22 de fev de 2012

Os 211 jornalistas e seus 278 quilos de cérebros e 58 quilos de coração lotados na redação de Zero Hora, servem para o que mesmo?



O Grupo RBS e seu jornal âncora, o tablóide Zero Hora, notabiliza-se através de sua inegável história, como sendo uma das ferramentas na construção do imaginário popular, na defesa das políticas mais sórdidas, rastejantes e atrasadas que a elite guasca tenta impor através do que costumam chamar de liberdade de imprensa e de opinião.

Trata-se da liberdade de o dono do jornal e seus asseclas, narrar factóides como se fatos fossem e emitirem pontos de vista que não param em pé. A isso assistimos a todo o momento. Coitados aqueles que pagam por essas desinformações.

Também a todo o momento, ZH tenta se reinventar. Ou mudar para que tudo continue no mesmo. O Grupo RBS, bem como os principais jornais brasileiros, ocuparam lugar de destaque no processo de convencimento e consolidação da Ditadura Militar de 1964.

Mas naquela época, as terras ao sul do Mampituba tinham jornais mais respeitados do que temos hoje. O Rio Grande do Sul não tem nenhum de seus jornais entre os melhores do país. Já fomos melhores nisso, também! Hoje, produzimos lixo, e não jornais.

Ocorre que a nova Diretora de Redação e Jornais RS, Marta Gleich informa aos desavisados leitores do tablóide que houve uma reunião entre os jornalistas e diversos pontos foram tratados. Entre os quais “fazer jornalismo com J maiúsculo, o que pressupõe um texto bem escrito, a surpresa em cada foto, o design que estimula a leitura. Jornalismo Investigativo, Jornalismo que facilite sua rotina, Jornalismo independente.” Blá, blá, blá, blá, blá, blá, blá,....

Que coisa mais previsível, de uma editora de redação. Uma grande foto e um texto medíocre, tudo ocupando meia página de autoelogio. Página dois. Seria bom.

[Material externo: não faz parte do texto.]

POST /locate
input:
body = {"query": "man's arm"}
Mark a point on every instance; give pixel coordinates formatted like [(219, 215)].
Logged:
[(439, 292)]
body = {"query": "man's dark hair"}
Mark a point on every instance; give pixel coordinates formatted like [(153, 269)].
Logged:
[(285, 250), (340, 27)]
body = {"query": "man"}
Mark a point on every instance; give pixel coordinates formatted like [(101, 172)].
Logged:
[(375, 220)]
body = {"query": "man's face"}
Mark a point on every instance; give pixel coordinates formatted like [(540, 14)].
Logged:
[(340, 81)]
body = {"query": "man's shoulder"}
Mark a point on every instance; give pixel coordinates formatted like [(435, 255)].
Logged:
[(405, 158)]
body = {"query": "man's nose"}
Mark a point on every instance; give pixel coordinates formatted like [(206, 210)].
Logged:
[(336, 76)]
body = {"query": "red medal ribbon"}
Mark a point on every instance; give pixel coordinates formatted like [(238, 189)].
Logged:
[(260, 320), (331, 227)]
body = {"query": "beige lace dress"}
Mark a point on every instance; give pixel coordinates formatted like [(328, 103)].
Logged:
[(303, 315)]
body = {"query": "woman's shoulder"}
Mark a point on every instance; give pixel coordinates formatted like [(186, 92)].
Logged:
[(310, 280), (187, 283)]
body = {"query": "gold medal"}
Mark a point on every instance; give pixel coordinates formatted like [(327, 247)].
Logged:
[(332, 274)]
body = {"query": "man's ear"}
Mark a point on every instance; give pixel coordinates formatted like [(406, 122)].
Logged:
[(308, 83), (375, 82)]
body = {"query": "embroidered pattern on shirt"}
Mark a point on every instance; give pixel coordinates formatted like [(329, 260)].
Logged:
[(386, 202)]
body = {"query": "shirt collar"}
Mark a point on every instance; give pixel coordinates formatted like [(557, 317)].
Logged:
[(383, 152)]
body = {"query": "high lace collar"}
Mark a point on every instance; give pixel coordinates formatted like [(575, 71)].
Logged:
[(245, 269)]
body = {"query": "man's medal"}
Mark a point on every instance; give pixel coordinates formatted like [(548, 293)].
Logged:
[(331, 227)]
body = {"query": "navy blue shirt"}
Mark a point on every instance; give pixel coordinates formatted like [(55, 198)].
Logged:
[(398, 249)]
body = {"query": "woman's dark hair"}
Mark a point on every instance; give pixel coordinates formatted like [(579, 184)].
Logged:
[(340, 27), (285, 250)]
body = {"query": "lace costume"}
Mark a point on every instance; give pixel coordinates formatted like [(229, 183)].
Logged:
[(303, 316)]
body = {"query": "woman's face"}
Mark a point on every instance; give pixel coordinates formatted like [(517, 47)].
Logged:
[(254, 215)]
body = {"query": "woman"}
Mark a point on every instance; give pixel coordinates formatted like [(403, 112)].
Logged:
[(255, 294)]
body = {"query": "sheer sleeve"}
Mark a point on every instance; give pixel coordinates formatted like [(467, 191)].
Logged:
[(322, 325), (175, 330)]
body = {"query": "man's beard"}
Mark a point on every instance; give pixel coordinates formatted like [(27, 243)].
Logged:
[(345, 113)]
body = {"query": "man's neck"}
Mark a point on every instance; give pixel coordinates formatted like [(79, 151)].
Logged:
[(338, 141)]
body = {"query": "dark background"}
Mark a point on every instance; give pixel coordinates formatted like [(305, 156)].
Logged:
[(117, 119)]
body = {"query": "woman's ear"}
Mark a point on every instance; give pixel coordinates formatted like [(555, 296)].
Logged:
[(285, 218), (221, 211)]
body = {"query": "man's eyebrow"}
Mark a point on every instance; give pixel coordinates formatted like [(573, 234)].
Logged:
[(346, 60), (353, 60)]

Muito bom se tivesse pelo menos 33% de verdade!

Basta virar a página 4 e 5 e se ler “Um Retrato do Brasil”, de Leandro Becker, com o entrevistado do IPEA Pedro Herculano de Souza e um comentário de Humberto Trézzi para perceber que tudo continua como “d’antes no quartel de Abrantes”.

Ou seja, ou a nova editora é mentirosa, ingênua ou incompetente.Ou será a simples manifestação da dialética do senhor e do escravo* de Hegel?

Vejam que simplesmente as páginas 4 e 5 brigam com os fatos. A “reporcagem”, além de ser um “the day after” da Folha de São Paulo, fala dos avanços sociais dos últimos 10 anos sem citar o nome de Lula que, pelo que consta, ocupou o cargo mais elevado do país em pelo menos 8 dos 10 anos. Sobraram 1 para o Príncipe dos Sociólogos(FHC) e 1 para a Presidenta Dilma Roussef.



Em resumo, Zero Hora continuará fazendo um jornaleco medíocre e safado, assim como após o dia seguirá a noite. Será o "Zornalismo" com Z maiúsculo de sempre e que bem conhecemos.

Esta é a genética de Zero Hora e do Grupo RBS!

A CARAPUÇA

*Dialética do senhor e do escravo* de Hegel: O escravo, após algum tempo agindo como tal, passa a adotar a conciência do senhor. Para o bem de todos, "of course"!